Categories:

Berkeley Andrus: One advantage of many machine learning tasks is the ease with which we can measure model performance. We use BLEU scores, classification accuracy, error margins, etc. to compare models to one another, decide what is worthy of publication, and get an estimate of how close a model is to being production-ready.

Despite – or perhaps because of – how easy it is to compare accuracy scores, we often overlook another form of model evaluation: analyzing failure modes. This is formally referred to as Failure Modes and Effects Analysis (FMEA). Though FMEA can be applied to any discipline, it is especially important in the machine learning field which already suffers from a lack of interpretability. We can create incredible neural networks that perform well 99% of the time, but until we understand why and how our systems fail in the other 1% of cases, it’s hard to be sure if they are ready for field work.

FMEA in machine learning usually means figuring out which types of test cases your model struggles with and identifying patterns in what goes wrong. For example, does your image classifier label every owl as a tiger or does it sometimes guess airplane? Does your chat-bot swear at users only when they say something insulting to it or does it happen unpredictably? How does your speech recognizer perform when the speaker has an accent or when an utterance is unusually long?

These kinds of questions take our analysis a step deeper than looking at a single accuracy metric or error rate. Taking time to understand why and how our model is failing provides a number of benefits:

  • It may show us low-hanging fruit where we can improve our model. For example, if we notice that our text classifier can distinguish between poetry and romance but not between science fiction and mystery, we might decide to augment our dataset or add new discriminating features to our input vectors that specifically address our model’s weaknesses.
  • Knowing the circumstances under which our model breaks down may help us prepare for the errors that will inevitably come. If we know that our self-driving car is twice as likely to get in an accident after dusk, we may chose not to use it or enforce a lower speed limit during high-risk times.
  • In some rare cases, failure mode analysis illuminates fatal errors that should prevent us from using our model, such as errors based on race or gender biases that we did not realize appeared in our training data. These discoveries can send us back to the drawing board and lead to better models in the future.

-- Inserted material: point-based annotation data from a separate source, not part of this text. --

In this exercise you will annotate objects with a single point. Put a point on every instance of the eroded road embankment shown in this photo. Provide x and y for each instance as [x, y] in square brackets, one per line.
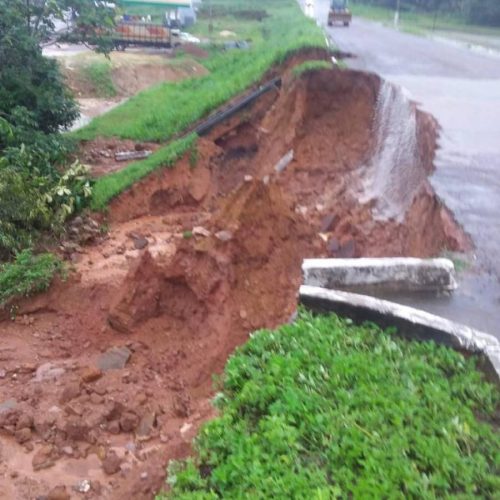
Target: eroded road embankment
[197, 257]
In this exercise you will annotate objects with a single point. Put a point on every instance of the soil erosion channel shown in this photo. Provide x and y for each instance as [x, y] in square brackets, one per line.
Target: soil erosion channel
[197, 257]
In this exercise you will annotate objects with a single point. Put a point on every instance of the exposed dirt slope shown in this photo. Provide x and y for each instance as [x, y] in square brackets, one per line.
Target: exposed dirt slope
[196, 258]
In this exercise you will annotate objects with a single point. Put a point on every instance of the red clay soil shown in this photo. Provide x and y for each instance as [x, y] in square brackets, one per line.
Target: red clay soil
[195, 259]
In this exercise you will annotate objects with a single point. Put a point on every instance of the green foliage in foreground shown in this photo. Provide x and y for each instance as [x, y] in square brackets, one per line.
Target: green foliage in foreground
[310, 66]
[167, 109]
[27, 274]
[322, 409]
[113, 184]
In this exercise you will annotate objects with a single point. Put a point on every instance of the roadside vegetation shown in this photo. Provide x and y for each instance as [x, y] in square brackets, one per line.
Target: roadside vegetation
[324, 409]
[167, 110]
[40, 187]
[27, 275]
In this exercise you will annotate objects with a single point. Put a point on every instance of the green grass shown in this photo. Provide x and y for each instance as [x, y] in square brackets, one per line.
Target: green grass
[167, 109]
[27, 275]
[111, 185]
[322, 409]
[310, 66]
[99, 75]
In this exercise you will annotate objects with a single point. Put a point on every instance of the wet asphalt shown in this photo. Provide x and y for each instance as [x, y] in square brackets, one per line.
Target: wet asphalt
[460, 86]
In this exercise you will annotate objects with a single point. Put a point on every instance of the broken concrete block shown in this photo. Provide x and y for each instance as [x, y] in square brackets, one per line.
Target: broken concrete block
[380, 274]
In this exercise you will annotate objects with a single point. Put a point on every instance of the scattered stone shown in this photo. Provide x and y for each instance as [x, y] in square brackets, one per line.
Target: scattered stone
[140, 242]
[333, 246]
[129, 421]
[83, 486]
[76, 429]
[10, 404]
[58, 493]
[201, 231]
[328, 223]
[71, 391]
[224, 235]
[111, 463]
[114, 359]
[114, 427]
[48, 371]
[347, 250]
[25, 421]
[91, 374]
[145, 426]
[96, 399]
[68, 450]
[44, 458]
[23, 435]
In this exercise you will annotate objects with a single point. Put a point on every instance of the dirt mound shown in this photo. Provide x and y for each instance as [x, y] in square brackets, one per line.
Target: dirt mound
[109, 375]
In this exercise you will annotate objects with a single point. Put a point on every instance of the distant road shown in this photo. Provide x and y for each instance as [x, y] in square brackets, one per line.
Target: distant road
[461, 88]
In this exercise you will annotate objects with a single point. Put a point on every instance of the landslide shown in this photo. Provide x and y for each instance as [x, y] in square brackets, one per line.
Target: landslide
[196, 258]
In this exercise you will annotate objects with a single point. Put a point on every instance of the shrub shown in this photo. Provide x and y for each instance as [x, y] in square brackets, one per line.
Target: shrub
[27, 274]
[323, 409]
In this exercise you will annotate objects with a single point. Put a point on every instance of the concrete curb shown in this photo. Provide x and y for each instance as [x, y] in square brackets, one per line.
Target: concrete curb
[382, 274]
[411, 323]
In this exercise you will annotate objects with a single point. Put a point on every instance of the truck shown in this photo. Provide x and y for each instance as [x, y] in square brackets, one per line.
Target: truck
[132, 33]
[339, 13]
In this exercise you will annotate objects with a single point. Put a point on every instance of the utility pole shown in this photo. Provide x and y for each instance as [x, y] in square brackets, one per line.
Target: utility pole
[396, 14]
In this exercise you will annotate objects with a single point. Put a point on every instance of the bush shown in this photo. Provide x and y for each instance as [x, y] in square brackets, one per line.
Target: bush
[27, 275]
[323, 409]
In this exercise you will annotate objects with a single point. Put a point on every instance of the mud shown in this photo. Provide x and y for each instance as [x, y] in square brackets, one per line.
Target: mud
[197, 257]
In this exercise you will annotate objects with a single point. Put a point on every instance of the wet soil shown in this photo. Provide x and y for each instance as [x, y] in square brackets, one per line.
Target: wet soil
[108, 376]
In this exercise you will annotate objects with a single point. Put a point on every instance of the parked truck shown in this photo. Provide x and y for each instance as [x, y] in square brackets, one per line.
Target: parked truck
[339, 13]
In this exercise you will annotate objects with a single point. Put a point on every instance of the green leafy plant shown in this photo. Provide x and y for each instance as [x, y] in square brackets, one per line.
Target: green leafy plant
[27, 275]
[324, 409]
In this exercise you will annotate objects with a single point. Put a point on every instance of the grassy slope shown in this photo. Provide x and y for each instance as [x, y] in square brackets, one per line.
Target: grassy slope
[166, 110]
[322, 409]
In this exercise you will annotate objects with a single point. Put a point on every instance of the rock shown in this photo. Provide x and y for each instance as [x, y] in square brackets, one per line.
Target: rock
[129, 421]
[23, 435]
[71, 391]
[145, 426]
[114, 359]
[114, 427]
[76, 429]
[83, 486]
[58, 493]
[7, 405]
[111, 463]
[113, 410]
[44, 458]
[333, 246]
[201, 231]
[347, 250]
[96, 399]
[91, 374]
[68, 450]
[25, 421]
[328, 223]
[48, 371]
[224, 235]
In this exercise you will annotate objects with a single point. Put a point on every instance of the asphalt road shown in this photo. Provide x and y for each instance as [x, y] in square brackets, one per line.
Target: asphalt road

But how do we go about finding these types of weaknesses? It is admittedly more difficult than just measuring accuracy, but that doesn’t mean our failure mode analysis needs to be elaborate. When it comes to finding a model’s failure modes a little bit of testing goes a long way.

The type of testing you do will depend largely on the task your model is trying to accomplish, but one tool that I have found to be particularly useful is confusion matrices.

Confusion Matrices

A confusion matrix is a table (like the one below) that visualizes the performance of a classification model, though it could be adapted to other types of tasks. The y axis labels show which class the model predicted on each test case. The x axis labels are the correct labels we wanted the model to predict. Each numeric value in the table is the number of times the model guessed the row label when the correct answer was the column label. A confusion matrix for a perfectly accurate classifier has high numbers along the diagonal and zeros everywhere else.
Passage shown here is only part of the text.